Forest edge of Bwindi Impenetrable National Park, Uganda.
I arrived in Kampala about three weeks ago. I was in the capital for two weeks, much longer than expected for research permits. However, when I arrived here they told me I received clearance fairly quickly. To make up time spent in the capital I began my pilot study immediately.
My study has three main activities. They are to distribute questionnaires to tourists, conduct interviews with tourists after their treks, and collect saliva samples from tourists, Uganda Wildlife Authority (UWA) staff, and vegetation of three habituated tourist groups of mountain gorillas at Bwindi Impenetrable National Park (BINP).
Briefing and collecting saliva swabs from Uganda Wildlife Authority guides and trackers Sunday, Albert, and David.
I am also interviewing locals and staff for a greater understanding and to possibly put together a documentary for CTPH, UWA and/or myself. I am working every day and making good progress. I have finished my pilot study and soon need to draft my final interview questions and questionnaire. I aim to complete a sample size of 25 formal interviews and 250 questionnaires.
I have collected about a quarter of my projected 75 saliva samples. The toughest and most time consuming feat will be to track gorillas, identify them, and reliably collect fresh gorilla saliva. Especially since some of the groups are a round trip hike of eight hours up into the mountains and in my first trek I collected one trustworthy sample. However, I have only been working one full week and a lot of that time was spent meeting and briefing UWA staff, lodge staff, and locals about my research plans. Now I know a great deal of the people in both Buhoma and Bwindi and I have a schedule to move things along quicker.

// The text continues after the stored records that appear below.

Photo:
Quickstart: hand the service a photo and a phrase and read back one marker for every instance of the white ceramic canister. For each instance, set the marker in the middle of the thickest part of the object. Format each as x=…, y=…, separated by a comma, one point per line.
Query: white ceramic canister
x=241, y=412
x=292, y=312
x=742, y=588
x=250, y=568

CTPH community volunteer meeting that included discussions on washing household utensils, contraception, and the ECOLIFE Aquaponics project.
I normally wake up at 6:00am, arrive at the briefing area at 7:15am to depart on an advanced trek, return with samples, brief staff and tourists on my research and answer questions, distribute questionnaires to tourists, request interviews and swabs from UWA staff and tourists, and return to lodges to interview tourists. I often don’t get home until dark after dinner via boda boda and I am very tired.
Nonetheless, I am enjoying every moment of this experience. It is rewarding to know that UWA and CTPH find this information helpful and practical. Plus I get to enjoy the gorillas while fulfilling my MSc dissertation requirements. I hope to make a large contribution to organizations, the gorillas, and local people.
Young girl at orphanage organizing the artwork sold to tourists after their daily 5pm dance performance
I will be here for about one more month, a total of only nine weeks. I am very grateful and happy to be here. I am honored to work for such an amazing organization. Thank you CTPH for having me!
Rushegura group Kibande baby checking out tourists while climbing tree.